Individuals will have a ‘home base’ but may work on multiple projects at any one time and in different scrums, moving between projects as and when required.

This fluid set up typically suits roles that are focused on changing the customer proposition, launching new products, or implementing IT solutions. Despite the fluid nature of the structure, the roles will have well defined, clear accountabilities. 

Where processes and roles are more consistent and structured, such as in some Finance teams, the structure and membership should be more static. They will still, however, need to adapt and learn how to interact with the fluid organisation effectively.

COVID-19 UPDATE: As this blog went live the Government issued initial return to work advice following the Covid-19 lockdown. They recommend keeping team memberships stable. This seems sensible advice and we have no intention of contradicting it here. But if we have learned anything over the last few weeks, it's that people are more than capable of working very effectively within technology-enabled virtual teams. 

Agile organisation design as an ongoing process

Move away from treating organisation design as a rigid process of ‘unfreeze-change-refreeze’ (CRF, 2018). Organisation design needs to be managed on an ongoing basis, changing in line with the organisations’ evolving strategies.

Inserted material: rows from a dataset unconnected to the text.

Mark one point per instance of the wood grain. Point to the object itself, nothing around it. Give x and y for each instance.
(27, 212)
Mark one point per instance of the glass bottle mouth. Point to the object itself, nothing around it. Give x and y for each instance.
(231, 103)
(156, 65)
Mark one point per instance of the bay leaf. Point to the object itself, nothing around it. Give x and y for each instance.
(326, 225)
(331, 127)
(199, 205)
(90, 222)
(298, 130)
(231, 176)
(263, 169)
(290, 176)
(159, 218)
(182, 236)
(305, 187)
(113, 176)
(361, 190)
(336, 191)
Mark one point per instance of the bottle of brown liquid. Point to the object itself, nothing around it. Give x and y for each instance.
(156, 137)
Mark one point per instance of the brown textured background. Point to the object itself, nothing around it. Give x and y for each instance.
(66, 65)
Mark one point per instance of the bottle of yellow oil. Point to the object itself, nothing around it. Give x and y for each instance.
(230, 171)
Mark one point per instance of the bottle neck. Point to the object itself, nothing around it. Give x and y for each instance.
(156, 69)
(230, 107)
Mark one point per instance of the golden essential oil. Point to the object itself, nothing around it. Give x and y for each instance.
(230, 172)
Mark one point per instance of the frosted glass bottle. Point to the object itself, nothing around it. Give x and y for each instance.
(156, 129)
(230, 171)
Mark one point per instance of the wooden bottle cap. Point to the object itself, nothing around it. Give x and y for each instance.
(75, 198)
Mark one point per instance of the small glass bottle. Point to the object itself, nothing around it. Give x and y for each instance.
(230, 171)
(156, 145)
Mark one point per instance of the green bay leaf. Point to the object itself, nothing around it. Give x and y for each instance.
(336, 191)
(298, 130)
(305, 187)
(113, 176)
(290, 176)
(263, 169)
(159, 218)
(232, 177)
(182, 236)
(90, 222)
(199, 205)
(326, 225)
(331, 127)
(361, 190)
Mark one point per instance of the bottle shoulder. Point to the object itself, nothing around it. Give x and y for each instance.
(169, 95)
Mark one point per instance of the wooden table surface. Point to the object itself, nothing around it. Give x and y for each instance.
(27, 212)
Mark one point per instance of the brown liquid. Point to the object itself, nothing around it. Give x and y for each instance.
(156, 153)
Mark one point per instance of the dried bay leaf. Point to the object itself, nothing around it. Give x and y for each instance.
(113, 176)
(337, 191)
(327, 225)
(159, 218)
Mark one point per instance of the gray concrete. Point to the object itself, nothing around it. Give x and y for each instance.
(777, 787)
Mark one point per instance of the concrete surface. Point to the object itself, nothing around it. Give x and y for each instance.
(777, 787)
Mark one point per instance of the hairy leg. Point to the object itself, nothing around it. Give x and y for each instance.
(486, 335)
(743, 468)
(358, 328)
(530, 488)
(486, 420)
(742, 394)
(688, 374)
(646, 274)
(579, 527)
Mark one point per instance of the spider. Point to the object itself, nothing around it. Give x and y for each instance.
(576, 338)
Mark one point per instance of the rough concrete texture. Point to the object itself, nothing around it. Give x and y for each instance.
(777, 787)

Organisations no longer have the time to change the whole organisation again and again, shifting power between centralisation and decentralisation and back again.  

We recommend adjusting the operating model on an ongoing, iterative basis to ensure it is always aligned to the equally dynamic organisational strategy. 

These ongoing adaptations may only involve small parts of the organisation. What is essential is that the changes are made where there is a need to align the processes, people, systems and strategy. This approach also means there is less disruption and cost to the overall organisation.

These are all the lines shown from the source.